Bookmark and Share

Notice: On March 31, it was announced that Statalist is moving from an email list to a forum. The old list will shut down on April 23, and its replacement, statalist.org is already up and running.


[Date Prev][Date Next][Thread Prev][Thread Next][Date Index][Thread Index]

Re: st: cluster analysis validation


From   brendan.halpin@ul.ie (Brendan Halpin)
To   statalist@hsphsun2.harvard.edu
Subject   Re: st: cluster analysis validation
Date   Tue, 17 Apr 2012 21:15:34 +0100

On Tue, Apr 17 2012, Dasinger, Lisa wrote:

> I've downloaded your programs, and I will try your suggested solution.
> What is the input for the ari command?  I don't see a help file for it.
> Would it be the dataset variable (old vs. new) and cluster group
> variable (with values 1..6)?  Also, I see that the permtab command seems
> to require a square matrix, but I would have a 6 x 2 matrix.

Both -ari- and -permtab- compare two classifications of the same size
(number of categories). If your two cluster solutions are o6 and n6

. ari o6 n6

will calculate the Adjusted Rand Index for the comparison, and

. permtab o6 n6 

will rearrange n6 so that it agrees as much as possible with o6, and
then cross-tabulate them. If you do -permtab o6 n6, newvar(p6)- it will
create in p6 a copy of the rearranged n6. 

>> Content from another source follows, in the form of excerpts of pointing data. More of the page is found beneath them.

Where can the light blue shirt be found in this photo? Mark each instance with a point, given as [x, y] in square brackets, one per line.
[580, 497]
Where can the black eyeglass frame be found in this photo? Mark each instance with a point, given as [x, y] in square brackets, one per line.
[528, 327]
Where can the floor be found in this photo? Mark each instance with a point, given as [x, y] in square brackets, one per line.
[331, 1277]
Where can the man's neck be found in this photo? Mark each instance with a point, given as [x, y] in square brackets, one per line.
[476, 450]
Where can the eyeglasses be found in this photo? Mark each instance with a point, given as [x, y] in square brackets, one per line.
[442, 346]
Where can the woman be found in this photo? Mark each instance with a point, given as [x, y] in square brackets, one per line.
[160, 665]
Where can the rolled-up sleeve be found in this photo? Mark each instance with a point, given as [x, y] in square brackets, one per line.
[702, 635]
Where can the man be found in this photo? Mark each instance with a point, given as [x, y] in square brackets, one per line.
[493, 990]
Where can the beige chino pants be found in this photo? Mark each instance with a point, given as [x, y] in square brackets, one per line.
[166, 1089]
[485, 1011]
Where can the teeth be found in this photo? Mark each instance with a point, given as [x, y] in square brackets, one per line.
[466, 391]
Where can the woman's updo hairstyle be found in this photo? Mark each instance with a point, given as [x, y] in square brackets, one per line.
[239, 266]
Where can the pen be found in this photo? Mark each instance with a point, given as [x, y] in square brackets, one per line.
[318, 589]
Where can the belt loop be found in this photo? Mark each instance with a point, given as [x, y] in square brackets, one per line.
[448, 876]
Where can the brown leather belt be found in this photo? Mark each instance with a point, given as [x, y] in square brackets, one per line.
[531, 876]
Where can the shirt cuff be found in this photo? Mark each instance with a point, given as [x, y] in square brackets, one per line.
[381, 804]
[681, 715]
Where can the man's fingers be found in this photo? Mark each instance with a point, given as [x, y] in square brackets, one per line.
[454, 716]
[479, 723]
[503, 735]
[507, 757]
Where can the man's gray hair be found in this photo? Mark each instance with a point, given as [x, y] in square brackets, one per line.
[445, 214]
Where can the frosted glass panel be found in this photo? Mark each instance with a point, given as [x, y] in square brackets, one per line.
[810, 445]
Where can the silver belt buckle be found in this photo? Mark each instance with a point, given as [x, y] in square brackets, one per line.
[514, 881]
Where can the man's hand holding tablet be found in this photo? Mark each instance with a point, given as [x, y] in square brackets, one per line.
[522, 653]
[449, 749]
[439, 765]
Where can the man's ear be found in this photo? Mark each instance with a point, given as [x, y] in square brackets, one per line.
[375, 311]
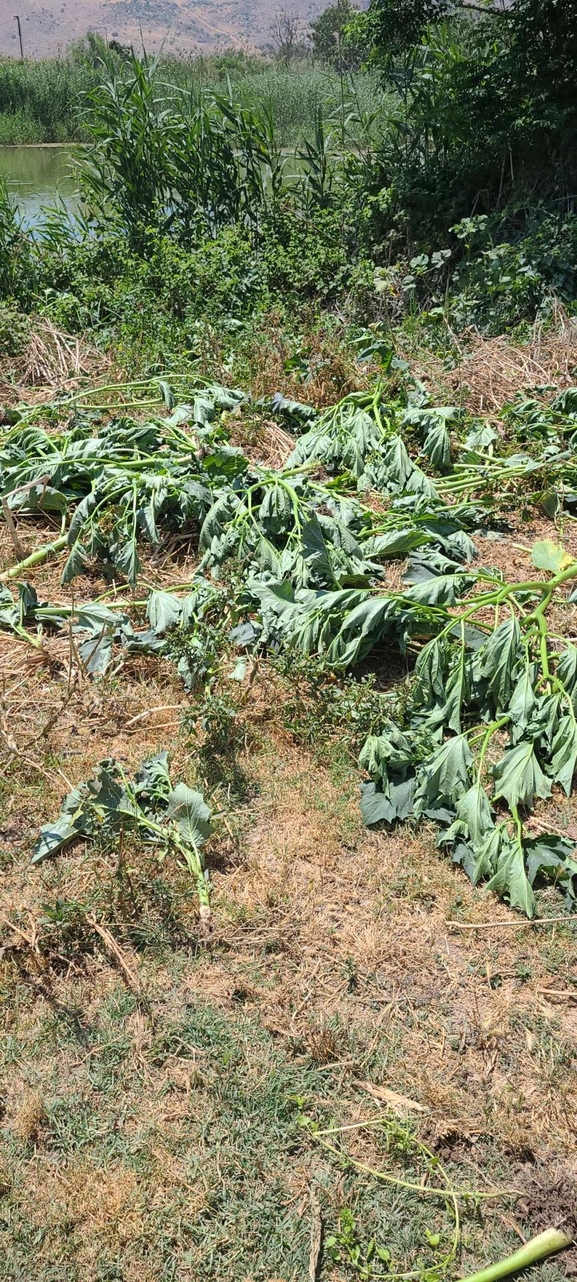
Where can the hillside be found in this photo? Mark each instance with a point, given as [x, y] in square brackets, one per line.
[181, 24]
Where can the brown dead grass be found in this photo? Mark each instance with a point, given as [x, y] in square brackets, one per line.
[336, 940]
[51, 363]
[491, 372]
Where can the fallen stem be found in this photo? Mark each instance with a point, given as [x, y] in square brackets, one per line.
[537, 1249]
[35, 558]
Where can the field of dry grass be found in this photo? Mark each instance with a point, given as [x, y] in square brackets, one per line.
[157, 1076]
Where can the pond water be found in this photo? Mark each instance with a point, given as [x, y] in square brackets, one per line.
[40, 176]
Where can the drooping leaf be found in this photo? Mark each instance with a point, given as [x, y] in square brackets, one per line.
[189, 810]
[546, 554]
[509, 878]
[519, 778]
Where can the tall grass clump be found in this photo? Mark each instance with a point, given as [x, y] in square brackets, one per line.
[42, 101]
[190, 163]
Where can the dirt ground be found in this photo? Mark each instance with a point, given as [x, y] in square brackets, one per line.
[160, 1082]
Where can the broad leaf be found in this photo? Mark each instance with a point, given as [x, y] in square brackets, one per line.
[519, 778]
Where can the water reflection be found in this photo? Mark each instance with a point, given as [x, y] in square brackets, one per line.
[40, 176]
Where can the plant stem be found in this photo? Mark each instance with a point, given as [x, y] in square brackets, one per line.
[35, 558]
[537, 1249]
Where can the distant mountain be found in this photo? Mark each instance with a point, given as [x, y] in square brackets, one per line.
[189, 26]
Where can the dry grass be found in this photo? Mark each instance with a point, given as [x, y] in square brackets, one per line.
[331, 942]
[491, 372]
[51, 363]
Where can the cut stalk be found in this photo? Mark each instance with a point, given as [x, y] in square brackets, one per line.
[35, 558]
[537, 1249]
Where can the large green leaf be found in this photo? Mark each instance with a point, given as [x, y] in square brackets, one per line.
[191, 814]
[446, 773]
[509, 878]
[519, 778]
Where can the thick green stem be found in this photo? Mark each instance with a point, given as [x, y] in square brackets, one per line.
[35, 558]
[537, 1249]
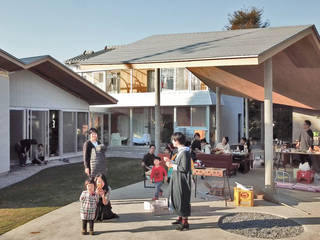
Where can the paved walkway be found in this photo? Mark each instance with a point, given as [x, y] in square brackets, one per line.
[134, 223]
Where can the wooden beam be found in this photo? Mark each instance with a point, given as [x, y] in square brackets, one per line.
[174, 64]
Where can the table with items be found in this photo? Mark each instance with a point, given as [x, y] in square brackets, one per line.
[213, 172]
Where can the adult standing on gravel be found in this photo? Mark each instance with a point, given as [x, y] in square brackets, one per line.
[94, 155]
[180, 184]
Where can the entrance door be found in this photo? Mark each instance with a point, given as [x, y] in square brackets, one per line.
[53, 133]
[97, 123]
[38, 129]
[17, 133]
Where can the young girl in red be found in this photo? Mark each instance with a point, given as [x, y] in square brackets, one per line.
[157, 175]
[88, 201]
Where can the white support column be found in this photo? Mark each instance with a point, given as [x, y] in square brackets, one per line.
[157, 109]
[246, 117]
[268, 120]
[174, 118]
[60, 130]
[109, 129]
[218, 115]
[131, 126]
[208, 123]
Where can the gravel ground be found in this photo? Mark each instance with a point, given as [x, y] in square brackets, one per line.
[258, 225]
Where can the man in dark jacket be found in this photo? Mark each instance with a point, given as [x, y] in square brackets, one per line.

Both of those commands serve to compare the old and the joint
classifications, if you wish to do that. My initial suggestion (where
the 6x2 table comes into it) is to compare the distribution of the two
waves across the joint classification. In the simplest sense, this
means examining the percentages within wave, but you could extend it to,
say, a multinomial logistic regression (with the cluster solution as the
dependent variable) and wave as one of the explanatory variables. 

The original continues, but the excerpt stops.